As the girls start vigorously preparing for their big winter exhibition, Maon decides that instead of whistling or singing, she wants to do a recital, like one that moved her long ago. However, when the time comes to write something down, she has a lot of difficulty, which is compounded by the increasingly public buildup and expectation. With the support of her friends, she’s not only able to recite her story in front of a large audience at the Virgo theatre, but is able to recite the ending straight from her head. Her bold venture lends added courage to her friends in theirs.
As it’s been established that Maon is the group member with the most diverse and fleeting passions, we expected a degree of trepidation in her efforts to write a one-person play. But lo and behold, she follows through, by the seat of her pants and in the face of enormous anticipation – without any rehersal or even an ending in writing. Maon didn’t make it easy for herself – writing something can be far more emotionally and intellectually labor-intensive than, say, baking cookies, making tinctures, or snapping pictures.
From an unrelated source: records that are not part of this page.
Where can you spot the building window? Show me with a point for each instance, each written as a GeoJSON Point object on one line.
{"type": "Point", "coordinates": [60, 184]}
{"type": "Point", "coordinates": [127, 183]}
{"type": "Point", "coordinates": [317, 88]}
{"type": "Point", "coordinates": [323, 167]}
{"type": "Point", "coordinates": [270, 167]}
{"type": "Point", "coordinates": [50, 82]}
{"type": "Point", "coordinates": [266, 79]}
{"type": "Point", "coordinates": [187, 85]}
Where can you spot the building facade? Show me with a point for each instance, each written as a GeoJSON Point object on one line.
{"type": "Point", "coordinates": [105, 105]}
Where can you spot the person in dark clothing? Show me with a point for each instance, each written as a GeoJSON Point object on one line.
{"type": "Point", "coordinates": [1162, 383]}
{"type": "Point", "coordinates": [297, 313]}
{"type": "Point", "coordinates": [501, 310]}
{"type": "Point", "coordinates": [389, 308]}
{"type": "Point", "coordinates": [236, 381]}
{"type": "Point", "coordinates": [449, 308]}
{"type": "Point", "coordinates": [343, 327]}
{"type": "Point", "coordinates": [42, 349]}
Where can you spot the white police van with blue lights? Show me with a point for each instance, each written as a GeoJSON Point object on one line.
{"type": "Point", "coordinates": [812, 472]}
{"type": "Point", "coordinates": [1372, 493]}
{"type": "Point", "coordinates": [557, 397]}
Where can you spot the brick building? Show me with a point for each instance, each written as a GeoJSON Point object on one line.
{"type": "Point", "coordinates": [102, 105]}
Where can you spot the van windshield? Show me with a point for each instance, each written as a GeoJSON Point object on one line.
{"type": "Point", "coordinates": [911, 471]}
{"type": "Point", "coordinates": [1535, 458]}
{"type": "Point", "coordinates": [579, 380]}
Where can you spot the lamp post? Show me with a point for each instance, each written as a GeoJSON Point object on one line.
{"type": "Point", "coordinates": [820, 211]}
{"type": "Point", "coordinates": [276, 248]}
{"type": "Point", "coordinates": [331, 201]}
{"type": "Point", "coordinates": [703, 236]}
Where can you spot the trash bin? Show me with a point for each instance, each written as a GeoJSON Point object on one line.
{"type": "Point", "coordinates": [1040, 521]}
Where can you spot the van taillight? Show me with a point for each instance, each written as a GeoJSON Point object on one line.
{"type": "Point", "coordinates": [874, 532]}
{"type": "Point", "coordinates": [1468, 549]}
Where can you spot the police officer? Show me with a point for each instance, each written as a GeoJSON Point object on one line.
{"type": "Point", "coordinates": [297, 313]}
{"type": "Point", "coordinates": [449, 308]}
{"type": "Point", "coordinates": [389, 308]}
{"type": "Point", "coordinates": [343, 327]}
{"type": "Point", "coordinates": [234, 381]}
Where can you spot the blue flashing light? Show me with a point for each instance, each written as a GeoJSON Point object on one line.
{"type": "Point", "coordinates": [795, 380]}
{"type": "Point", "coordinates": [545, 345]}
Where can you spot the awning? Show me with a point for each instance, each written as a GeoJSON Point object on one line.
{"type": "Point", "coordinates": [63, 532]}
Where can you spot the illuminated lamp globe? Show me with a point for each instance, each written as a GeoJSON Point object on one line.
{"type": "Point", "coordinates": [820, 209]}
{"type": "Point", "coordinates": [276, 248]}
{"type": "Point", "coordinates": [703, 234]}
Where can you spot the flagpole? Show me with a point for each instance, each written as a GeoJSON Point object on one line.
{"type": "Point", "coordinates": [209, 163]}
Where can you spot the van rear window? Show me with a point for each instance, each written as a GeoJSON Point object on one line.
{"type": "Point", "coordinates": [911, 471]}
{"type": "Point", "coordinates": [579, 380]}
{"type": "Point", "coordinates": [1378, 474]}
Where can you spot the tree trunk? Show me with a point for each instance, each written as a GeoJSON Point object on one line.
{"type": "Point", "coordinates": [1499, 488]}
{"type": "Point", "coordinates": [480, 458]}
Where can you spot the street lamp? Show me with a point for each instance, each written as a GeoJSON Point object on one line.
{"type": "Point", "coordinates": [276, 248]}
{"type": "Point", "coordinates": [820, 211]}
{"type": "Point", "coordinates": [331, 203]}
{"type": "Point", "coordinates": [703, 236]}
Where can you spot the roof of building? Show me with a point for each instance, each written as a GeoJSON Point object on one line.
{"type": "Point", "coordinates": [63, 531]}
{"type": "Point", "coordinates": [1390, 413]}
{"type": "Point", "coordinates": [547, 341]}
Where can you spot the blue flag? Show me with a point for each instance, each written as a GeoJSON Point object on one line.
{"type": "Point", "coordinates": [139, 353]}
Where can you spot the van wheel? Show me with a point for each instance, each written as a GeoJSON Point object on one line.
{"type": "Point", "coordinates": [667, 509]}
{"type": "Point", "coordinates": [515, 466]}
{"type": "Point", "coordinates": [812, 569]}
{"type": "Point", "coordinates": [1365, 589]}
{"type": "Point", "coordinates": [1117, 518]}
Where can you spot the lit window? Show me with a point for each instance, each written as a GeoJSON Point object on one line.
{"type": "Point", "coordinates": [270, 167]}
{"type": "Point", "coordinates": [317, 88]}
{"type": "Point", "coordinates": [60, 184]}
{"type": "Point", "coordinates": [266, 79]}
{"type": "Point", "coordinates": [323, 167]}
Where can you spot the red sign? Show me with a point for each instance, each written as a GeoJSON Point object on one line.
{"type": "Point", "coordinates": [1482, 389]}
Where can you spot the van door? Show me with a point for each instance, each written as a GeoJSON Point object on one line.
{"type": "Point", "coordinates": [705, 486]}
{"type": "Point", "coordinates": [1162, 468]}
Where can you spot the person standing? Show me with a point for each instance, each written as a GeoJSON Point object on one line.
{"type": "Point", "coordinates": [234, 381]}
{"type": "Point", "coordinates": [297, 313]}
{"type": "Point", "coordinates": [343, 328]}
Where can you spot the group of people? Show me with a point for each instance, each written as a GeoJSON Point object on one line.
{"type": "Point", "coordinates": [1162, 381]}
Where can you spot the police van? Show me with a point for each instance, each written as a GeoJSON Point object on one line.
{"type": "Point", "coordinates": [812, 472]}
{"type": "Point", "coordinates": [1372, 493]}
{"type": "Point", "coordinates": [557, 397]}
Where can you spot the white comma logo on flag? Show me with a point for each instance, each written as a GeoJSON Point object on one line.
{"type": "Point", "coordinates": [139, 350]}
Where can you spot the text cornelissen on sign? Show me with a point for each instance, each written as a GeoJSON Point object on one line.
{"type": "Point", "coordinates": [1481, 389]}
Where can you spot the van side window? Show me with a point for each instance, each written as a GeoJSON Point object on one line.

Her story is simple, pleasant, and very much autobiographical. It wasn’t perfect, but she didn’t embarass herself up there like a presidential candidate, either. It was a nice touch for her to tell the story of how she literally found her voice thanks to friends like Norie, without whom she’d only dream of speaking to a full house in a theatre. Her friends are right there backstage cheering her on, and Fu is there to snap a tender moment when Maon is finished her story and basks victoriously in the bright lights and applause. Whatever Maon is, she’s no longer someone who never finishes things!